К вечеру сборы были закончены, и только старшина Цыбуля все еще суетился, гремел всякой рухлядью в каптерке, крутился возле повозки. У Цыбули полная запарка. Накопил он в своих тайниках столько богатств, что не знает теперь, куда с ними деваться: везти — не увезешь, оставлять жалко. Одних досок да фанеры под койкой целый штабель. Все это добывалось на разъезде под прикрытием ночной темноты и, конечно же, с применением военной хитрости и сметки. Чего не сделаешь, на что не пойдешь для своей роты! Начнутся стрельбы, понадобятся мишени — и забегают старшины соседних рот, «як Ганна без соли», в поисках материала. Найди его попробуй в этой степи, где за сотни верст не увидишь ни одного дерева. А у Цыбули — все под руками.

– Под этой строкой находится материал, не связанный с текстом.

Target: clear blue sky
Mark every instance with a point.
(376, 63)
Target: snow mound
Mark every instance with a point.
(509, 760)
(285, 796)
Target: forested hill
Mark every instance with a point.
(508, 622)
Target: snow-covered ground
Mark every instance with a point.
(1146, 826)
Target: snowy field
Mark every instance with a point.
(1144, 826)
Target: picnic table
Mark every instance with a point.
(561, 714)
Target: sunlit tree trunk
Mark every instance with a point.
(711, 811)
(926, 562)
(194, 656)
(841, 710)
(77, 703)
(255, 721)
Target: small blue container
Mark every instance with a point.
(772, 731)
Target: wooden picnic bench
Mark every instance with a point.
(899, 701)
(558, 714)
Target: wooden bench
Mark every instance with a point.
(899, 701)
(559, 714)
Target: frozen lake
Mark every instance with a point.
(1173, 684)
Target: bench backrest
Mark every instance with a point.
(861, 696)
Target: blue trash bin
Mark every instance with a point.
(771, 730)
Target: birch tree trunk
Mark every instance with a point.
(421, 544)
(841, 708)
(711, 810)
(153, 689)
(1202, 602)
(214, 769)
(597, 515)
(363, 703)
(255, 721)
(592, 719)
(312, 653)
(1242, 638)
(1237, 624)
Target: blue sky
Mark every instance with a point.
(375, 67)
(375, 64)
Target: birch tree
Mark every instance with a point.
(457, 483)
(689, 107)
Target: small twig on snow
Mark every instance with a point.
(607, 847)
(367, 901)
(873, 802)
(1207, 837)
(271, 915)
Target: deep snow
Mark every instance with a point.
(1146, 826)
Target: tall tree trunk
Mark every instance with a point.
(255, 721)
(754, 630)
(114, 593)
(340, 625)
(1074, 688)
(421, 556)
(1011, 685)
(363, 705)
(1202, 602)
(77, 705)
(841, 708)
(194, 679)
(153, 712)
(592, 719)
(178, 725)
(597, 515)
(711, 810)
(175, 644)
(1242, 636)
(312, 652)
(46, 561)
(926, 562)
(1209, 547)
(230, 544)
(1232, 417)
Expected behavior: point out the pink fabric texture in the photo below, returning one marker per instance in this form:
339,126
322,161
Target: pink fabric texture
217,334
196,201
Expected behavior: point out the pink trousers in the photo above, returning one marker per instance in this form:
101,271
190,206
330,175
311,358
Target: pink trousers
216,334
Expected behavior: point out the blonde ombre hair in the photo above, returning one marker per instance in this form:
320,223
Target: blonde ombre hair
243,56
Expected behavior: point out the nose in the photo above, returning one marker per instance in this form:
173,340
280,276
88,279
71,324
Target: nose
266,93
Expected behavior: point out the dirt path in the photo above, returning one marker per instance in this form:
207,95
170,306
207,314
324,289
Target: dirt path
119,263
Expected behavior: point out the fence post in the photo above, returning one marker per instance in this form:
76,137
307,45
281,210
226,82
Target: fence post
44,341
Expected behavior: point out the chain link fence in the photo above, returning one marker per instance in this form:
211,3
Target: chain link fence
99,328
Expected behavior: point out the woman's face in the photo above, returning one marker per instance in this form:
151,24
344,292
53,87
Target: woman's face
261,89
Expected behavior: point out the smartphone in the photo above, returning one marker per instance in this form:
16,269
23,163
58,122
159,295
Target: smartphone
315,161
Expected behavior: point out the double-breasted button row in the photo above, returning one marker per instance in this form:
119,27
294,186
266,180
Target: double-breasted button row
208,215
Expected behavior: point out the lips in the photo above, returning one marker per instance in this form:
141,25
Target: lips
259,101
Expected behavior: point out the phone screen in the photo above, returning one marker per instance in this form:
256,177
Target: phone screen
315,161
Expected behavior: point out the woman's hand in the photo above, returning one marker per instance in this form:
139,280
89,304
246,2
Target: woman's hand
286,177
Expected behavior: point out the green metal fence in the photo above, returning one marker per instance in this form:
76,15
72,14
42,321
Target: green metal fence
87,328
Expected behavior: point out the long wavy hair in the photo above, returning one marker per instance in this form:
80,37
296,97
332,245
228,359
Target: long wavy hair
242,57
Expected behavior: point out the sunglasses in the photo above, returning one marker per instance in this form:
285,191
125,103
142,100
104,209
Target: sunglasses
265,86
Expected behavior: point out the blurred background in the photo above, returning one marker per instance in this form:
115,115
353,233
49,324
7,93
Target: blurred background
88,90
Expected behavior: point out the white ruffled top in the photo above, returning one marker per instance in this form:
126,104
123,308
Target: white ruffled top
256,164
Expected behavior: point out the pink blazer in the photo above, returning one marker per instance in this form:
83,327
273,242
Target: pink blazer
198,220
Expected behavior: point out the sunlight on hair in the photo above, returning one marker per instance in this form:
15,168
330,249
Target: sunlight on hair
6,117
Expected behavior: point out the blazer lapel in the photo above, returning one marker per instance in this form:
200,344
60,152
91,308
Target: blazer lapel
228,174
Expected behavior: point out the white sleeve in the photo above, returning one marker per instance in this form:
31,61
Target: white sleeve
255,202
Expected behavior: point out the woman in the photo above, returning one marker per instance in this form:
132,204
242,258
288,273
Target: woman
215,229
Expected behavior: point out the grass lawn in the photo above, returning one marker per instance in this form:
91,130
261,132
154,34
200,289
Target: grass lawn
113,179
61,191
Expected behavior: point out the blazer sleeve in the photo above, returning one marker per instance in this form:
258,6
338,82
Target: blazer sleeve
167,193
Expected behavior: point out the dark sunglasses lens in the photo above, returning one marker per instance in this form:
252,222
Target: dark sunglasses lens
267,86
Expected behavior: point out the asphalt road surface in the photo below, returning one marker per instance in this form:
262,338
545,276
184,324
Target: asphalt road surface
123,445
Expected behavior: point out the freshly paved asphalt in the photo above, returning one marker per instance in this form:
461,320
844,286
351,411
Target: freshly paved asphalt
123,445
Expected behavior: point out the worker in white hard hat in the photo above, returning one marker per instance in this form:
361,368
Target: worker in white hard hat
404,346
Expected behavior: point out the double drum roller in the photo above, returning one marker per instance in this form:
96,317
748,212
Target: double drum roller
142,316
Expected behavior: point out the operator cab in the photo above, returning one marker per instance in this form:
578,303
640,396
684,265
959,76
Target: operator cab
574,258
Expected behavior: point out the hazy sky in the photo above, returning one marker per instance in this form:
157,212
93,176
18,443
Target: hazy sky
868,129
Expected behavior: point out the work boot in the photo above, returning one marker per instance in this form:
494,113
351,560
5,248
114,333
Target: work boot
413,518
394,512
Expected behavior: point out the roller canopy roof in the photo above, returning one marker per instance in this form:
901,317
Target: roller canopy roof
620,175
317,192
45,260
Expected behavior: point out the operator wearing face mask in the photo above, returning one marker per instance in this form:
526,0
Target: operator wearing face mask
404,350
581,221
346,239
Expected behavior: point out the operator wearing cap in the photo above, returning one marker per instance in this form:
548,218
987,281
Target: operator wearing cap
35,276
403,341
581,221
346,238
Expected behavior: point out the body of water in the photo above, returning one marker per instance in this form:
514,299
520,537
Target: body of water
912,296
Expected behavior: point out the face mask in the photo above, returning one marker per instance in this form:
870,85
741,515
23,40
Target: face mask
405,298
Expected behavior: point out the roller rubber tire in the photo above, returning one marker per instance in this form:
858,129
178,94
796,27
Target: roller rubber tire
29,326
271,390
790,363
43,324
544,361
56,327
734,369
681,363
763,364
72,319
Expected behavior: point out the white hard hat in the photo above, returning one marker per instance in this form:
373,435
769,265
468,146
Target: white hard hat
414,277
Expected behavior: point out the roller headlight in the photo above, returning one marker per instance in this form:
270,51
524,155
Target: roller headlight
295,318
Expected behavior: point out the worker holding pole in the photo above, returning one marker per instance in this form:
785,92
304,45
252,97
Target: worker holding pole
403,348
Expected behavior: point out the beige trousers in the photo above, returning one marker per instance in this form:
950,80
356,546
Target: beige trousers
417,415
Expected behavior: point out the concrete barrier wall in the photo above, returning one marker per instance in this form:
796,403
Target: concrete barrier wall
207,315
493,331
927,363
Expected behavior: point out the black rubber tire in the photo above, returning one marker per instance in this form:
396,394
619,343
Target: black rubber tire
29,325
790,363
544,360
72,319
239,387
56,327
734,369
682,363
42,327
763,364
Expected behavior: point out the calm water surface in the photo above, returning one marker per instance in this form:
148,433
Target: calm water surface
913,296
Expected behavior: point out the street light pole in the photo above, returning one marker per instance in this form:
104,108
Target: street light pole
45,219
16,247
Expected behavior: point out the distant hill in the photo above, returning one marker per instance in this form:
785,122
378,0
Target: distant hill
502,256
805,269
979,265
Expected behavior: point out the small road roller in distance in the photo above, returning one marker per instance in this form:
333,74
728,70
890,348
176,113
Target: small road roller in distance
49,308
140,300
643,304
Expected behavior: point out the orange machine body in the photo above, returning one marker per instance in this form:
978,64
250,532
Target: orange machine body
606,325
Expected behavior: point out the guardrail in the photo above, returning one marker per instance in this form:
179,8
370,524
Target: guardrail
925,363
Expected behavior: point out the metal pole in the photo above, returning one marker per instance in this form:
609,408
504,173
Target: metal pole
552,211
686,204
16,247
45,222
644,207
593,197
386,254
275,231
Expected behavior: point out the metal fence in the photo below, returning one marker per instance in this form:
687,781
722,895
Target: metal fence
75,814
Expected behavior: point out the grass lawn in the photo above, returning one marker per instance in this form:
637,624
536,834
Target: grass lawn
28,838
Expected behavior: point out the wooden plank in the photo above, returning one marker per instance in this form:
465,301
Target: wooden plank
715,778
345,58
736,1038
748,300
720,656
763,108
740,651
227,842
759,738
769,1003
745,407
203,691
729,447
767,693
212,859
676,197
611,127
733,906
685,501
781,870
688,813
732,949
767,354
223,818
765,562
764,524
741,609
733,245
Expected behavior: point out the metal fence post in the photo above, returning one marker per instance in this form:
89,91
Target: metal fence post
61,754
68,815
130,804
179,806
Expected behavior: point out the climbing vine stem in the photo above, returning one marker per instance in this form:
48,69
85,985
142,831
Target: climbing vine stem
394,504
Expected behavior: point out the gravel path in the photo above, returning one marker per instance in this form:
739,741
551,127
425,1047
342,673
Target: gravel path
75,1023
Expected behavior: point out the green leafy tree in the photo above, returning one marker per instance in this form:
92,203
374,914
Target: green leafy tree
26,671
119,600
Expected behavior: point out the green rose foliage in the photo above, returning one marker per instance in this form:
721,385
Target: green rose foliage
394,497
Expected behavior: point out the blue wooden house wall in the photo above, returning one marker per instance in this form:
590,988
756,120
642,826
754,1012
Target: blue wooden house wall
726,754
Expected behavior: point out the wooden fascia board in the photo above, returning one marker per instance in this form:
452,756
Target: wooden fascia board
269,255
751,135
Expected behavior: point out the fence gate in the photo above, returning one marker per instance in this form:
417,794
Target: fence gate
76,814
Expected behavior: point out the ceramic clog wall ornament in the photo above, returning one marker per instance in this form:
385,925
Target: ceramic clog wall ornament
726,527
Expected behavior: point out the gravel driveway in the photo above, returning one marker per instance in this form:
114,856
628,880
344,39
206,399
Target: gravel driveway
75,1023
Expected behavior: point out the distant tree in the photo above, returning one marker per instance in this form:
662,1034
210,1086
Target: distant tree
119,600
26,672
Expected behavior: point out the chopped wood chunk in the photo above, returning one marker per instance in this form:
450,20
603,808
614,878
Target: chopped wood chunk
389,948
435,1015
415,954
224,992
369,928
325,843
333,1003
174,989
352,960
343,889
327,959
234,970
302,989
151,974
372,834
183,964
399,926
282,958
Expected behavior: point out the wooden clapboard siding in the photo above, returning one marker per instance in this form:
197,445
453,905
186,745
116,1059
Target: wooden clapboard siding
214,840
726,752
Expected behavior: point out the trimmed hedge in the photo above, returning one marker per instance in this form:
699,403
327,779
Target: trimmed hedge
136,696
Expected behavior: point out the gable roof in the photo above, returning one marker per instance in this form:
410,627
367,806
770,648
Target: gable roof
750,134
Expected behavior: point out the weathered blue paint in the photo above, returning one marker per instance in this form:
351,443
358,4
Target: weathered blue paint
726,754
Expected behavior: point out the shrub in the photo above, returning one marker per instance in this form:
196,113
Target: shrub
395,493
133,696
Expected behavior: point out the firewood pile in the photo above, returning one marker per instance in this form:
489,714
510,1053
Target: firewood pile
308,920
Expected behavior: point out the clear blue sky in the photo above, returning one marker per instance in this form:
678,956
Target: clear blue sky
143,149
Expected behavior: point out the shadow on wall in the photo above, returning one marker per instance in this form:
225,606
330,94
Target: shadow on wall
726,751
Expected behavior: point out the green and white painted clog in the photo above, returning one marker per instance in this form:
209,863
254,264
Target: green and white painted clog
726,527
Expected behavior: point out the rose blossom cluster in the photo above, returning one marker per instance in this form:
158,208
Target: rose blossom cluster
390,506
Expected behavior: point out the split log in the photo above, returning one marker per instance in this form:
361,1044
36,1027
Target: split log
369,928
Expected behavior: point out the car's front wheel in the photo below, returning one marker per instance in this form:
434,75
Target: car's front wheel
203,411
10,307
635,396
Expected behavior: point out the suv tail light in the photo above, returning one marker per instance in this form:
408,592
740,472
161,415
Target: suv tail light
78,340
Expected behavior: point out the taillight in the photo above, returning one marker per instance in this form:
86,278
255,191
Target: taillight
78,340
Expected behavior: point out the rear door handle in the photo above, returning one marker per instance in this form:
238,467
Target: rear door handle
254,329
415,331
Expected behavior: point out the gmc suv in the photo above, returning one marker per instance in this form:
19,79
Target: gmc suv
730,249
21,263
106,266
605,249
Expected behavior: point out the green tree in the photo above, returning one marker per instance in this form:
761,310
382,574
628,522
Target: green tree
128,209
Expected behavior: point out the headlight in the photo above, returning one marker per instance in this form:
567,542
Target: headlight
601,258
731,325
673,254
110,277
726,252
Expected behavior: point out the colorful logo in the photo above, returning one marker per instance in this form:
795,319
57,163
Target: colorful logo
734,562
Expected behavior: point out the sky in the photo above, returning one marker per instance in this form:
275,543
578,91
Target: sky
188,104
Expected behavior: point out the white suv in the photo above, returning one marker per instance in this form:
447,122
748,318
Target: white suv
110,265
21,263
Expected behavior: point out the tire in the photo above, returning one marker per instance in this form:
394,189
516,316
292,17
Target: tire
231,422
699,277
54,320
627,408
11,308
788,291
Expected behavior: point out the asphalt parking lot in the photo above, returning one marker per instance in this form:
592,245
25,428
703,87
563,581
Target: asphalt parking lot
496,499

Собиралось да копилось по одной дощечке, а теперь все летит прахом. Разве не обидно? Цыбуля шумит, чертыхается, а старшина минометной роты Серебренников, хорошо знавший скупость соседа, подсмеивается:
— Как жизнь, Федосий Нестерович? — кричит издалека.
— Живу, як Днипро широкий, — отвечает старшина, не поворачивая головы.
— Это как понимать?
— Реву та стогну...
Автоматчики возле землянок смеются, а Илько смущенно отворачивается в сторону.
— И чого вин горчить, як скаженный?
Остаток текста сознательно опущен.